Oh look, I wrote about this already. After a lengthy and somewhat melancholy conversation with a superb natural historian, I can't resist revisiting it, but I'll be brief.
We used to be naturalists. We, the people who loved squishy, furry, feathered, slimy, scaly, living things. In the immmortal words of Louis Agassiz, we studied nature, not books. We were Dr. Doolittle and Charles Darwin. We crawled in the mud and climbed trees, notebooks and pencils ever at the ready, pleading with Nature for her secrets.
Once Natural History and Science were separate endeavors.

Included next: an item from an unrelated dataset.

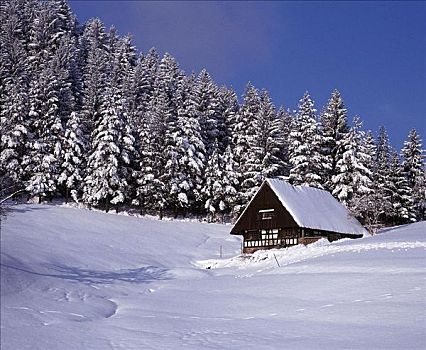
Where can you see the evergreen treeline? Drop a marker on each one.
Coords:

It is no longer possible to study natural history. It is not a high school course nor a college major. There is no doctoral program in it. Instead we have Biology, which demands its place next to physics as a Real Science. Not wrongly, I hasten to add. I need not enumerate the astounding scientific advances in so many of the more recent fields of biology: molecular studies, genetics, immunology, cellular structure, and so forth. But I do lament the passing of the (perhaps less scientific and more poetic?) field of Natural History.

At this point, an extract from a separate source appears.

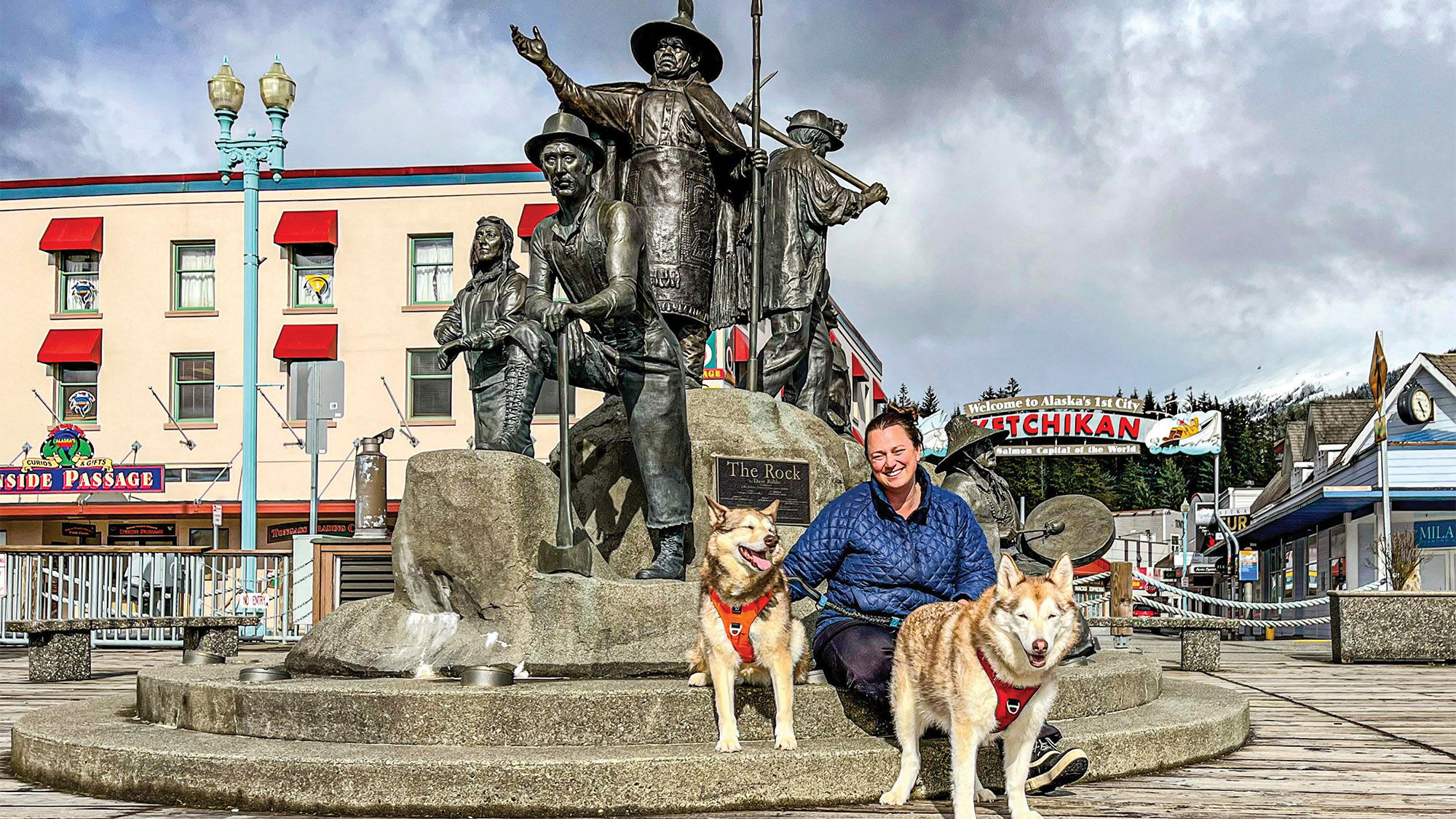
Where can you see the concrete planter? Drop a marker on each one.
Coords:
(1393, 627)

There are no young people who do natural history. It isn't encouraged, it isn't taught, it isn't published. In fact, it's detrimental to the modern science career. It's an oral tradition, and the information is lost as experts die or retire. And without that information--without an intimate familiarity with Nature's cast--how can we connect all our fancy computer models, cell cultures, and DNA sequences to the squishy, furry, feathered, slimy, scaly, living world?
I want to interview old Naturalists. I want to go into the field with these people, to learn their ways and absorb their knowledge. And maybe write a book. Yeah! Its title: The Natural History of Natural History.